In my previous post I had discussed that Tagcloud was unable to generate the Tagcloud for Hindi blogdom since the Yahoo term extraction API doesn't recognize non-English characters yet. I then decided on implementing it myself. This is how I do it:

  1. Parse the Hindi blog group RSS Feed
  2. Get the Words ignoring the very commonly used ones
  3. Insert the data (word and frequency of occurrence) in database

The data from database is available as XML and as this JSP (see the frame below for a glimpse). If you want to see the page in action, look out for the “Kya bolte hum?” section at Chittha Vishwa.

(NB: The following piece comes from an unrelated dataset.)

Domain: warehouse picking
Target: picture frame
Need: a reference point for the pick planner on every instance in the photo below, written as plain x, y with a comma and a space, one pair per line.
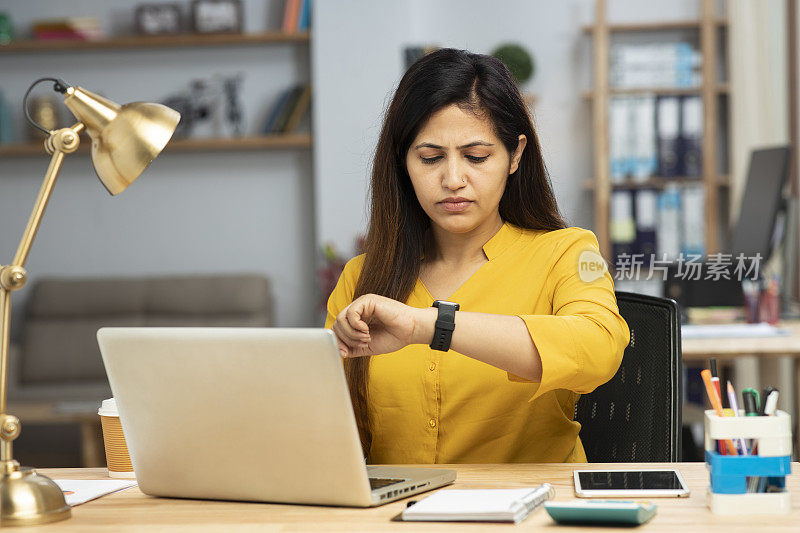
217, 16
159, 19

Sad part is, the solution only considers words and is not intelligent enough to decipher phrases. Perhaps this is why I was happy to notice that Technorati now provides a Blog Post Tags service where the query returns the most frequently used tags in a blog. However, for some strange reasons the query never works out for me, I tried the same for this blog as well several other Hindi blogs but the XML returned is always empty. First, I thought it only works for WordPress blogs or blogs that use Technorati Tags, however for some blogs like this one it works. A missive to Technorati did not fetch any reply; their blog post OTOH indicates that the service is “available only on request”. I hope they read this post and tell me what is happening. If thier solution works, my tagcloud could perhaps be generated more efficiently.

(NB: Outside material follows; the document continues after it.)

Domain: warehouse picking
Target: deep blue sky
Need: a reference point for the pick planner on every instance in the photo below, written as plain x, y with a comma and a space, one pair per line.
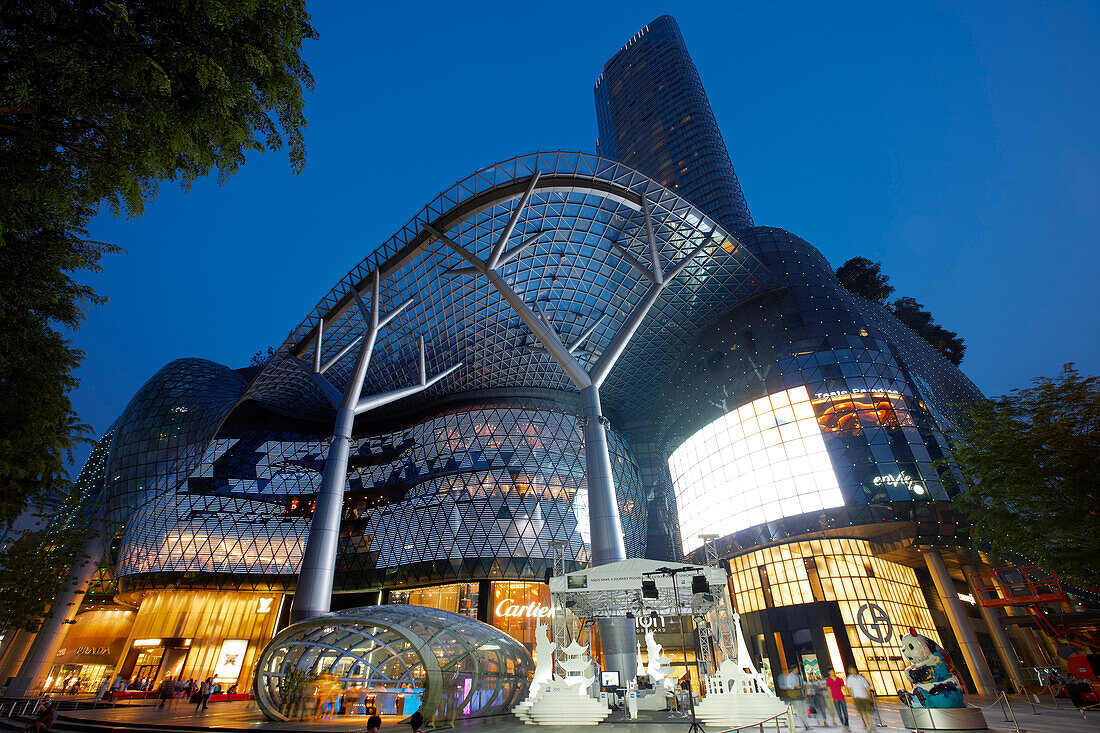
957, 144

TagCloud, if it could work with Hindi

Tagcloud seems interesting; tells you the crux of the conversations in blogdom pretty much like Technorati tags. There are 80+ Hindi blogs now and I thought why not sport one such cloud for these blogs at Chittha Vishwa, alas the effort failed. The onus fell on the Yahoo Term Extraction API that as of now only recognizes English words. The speed with which terms are extracted from even large amount of text, I tested it here. Try entering some Hindi text and as you may see it is unable to recognize the terms. The thing I like is the simplicity of REST. BTW, do have a look at the Tagcloud from my Hindi as well as this blog (atleast it will get the English words from my Hindi blog) on the left sidebar.

While I intended to do it for pure fun, as did Desipundit, people are scepticle about the usefulness of these tags. While Tagcloud ranks these tags to prepare the cloud, Simon used it to extract terms for “automated tagging”, though the results are not guaranteed to be relevent.

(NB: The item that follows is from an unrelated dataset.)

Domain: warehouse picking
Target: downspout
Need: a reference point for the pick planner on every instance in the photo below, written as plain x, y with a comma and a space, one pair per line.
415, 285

Hindi blogs showcased on DesiPundit

Patrix, who wanted the group blog DesiPundit to have some desi flavor true to its name, was kind enough to invite me to be a co-blogger. I was keen on Anup doing it as he reads more Hindi blogs than I do and manages Chittha Charcha a monthly round up on the major happenings in Indian blogdom. He was reluctant but assured me his support. That prompted me to join the wagon. With blogging on my blogs in a dismal shape, I hope I would be able to bring forth the best of Hindi blogosphere through DesiPundit.